Very Interesting course, well explained even if the topics are somehow difficult at certain points. Good and interesting Labs reflecting practical cases. But the problem was in Lab "Trigger word detection" where I encounter the error of not opening the lab and I try to solve it many times using the given solution before the lab.

By Michael L

•

May 8, 2020

Great! I would really love some signal dynamics task in this course, maybe some predictor or estimator. As an engineer I am very interested in these applications. Thank you Andrew, and huge thanks to the entire team. I am sure you guys had an extremely hard time building the programming tasks, but it looks great and helps a lot!

By Satyam D

•

Mar 27, 2019

Dear Prof Andrew Ng and deeplearning.ai team, Sequence Models is yet another excellent course where I have thoroughly enjoyed learning about new and powerful concepts of Deep Learning. The course content, quizzes and programming assignments are of the very highest quality. I am deeply grateful to the entire team. Thanks a lot!

By Rahuldeb D

•

Sep 23, 2018

Really an awesome course. A bit difficult to grasp in three weeks. But, Prof. Andrew Ng has tried his best to make the content lucid. I am great full to all the faculty members for offering such an excellent course. I personally feel that if course can extended for another week then it will easier to understand the concepts.

By Navin S

•

Jul 15, 2020

Very good course to learn things about Deep learniing. I think the Andrews courses keptmy interestin the courses with the video, quizes, assignments. I wish to challenge participants further, there should be (non-gradable) exercises based on the available util functions and contents. I mean where one has todobit more work.

By Nilanka W

•

Feb 18, 2018

Awesome course. I did not know what it meant by Deeplearning at the start of the program, but now I'm confident on finding a way. Thanks prof Andrew NG and all the Instructors and team for organizing such a rich content. You probably have put a great effort. It was challenging but fully worth. And recommending to anyone !!

By Jonathan L

•

Dec 18, 2018

Great lectures on the different structures of Sequence Models for use in Natural Language Processing, Text Translation, and Audio Recognition. There is a lot of material packed into 3 weeks, but this course will help anyone familiar with Deep Learning/CNNs to take a dive into the world of NLP and audio/speech recognition.

By Harold M

•

Dec 9, 2018

This Sequence Models and RNNs course was a very challenging course in the specialization similar to that of Convolution Networks. I've learned a lot on these topics, and I will continue expanding my knowledge from here on.

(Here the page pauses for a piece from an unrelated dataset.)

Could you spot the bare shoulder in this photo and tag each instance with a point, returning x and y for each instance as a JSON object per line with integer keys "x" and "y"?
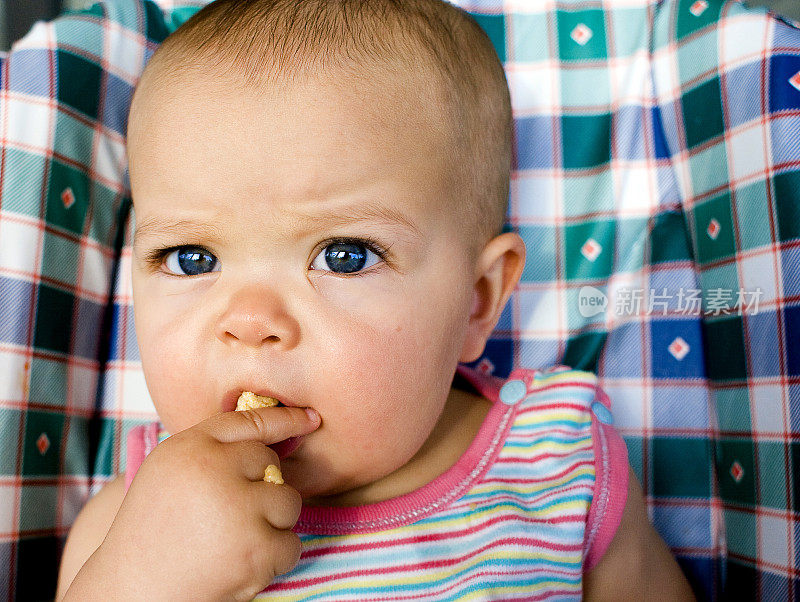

Overall, this is a great and complete specialization on Deep Learning.

Thank you professor Andrew Ng.

By Miguel C N

•

Aug 25, 2021

After having completed the Deep Learning Specialization i can say it was definitly worth it! Always top notch content, i have learned so much from these courses. I would strongly recommend them to anyone who has 0 to some knowledge of AI but has interest in the area. Thank you to the staff and everyone for this course.

By Joshua C

•

May 3, 2021

Just finished the last class of the specialization. It's amazing how far we came during the 5 classes. I'm so impressed with the way it builds from first principles into high level discussions of state of the art DL. And now they have released updates to all the classes. Can't wait to see what enhancements they made,

By Himanshu S

•

Jun 7, 2019

The topics covered in this course were a bit on the advanced side. The technologies used are most frequently used in the area of NLP. The course helps understand the basic concepts of NLP like word vectors and embedding, at the same time explains the very complex concepts like LSTM, GRUs and Attention models very well.

By Mark N

•

Apr 1, 2022

This was an excellent course to learn about sequence models. We were able to not only examine standard RNN structufre, but GRUs, LSTMs, and Dr. Ng included the most recent innovation in the field by adding in study of Transformes. I would highly recommend this course. I intend to pursue more studies in these topics.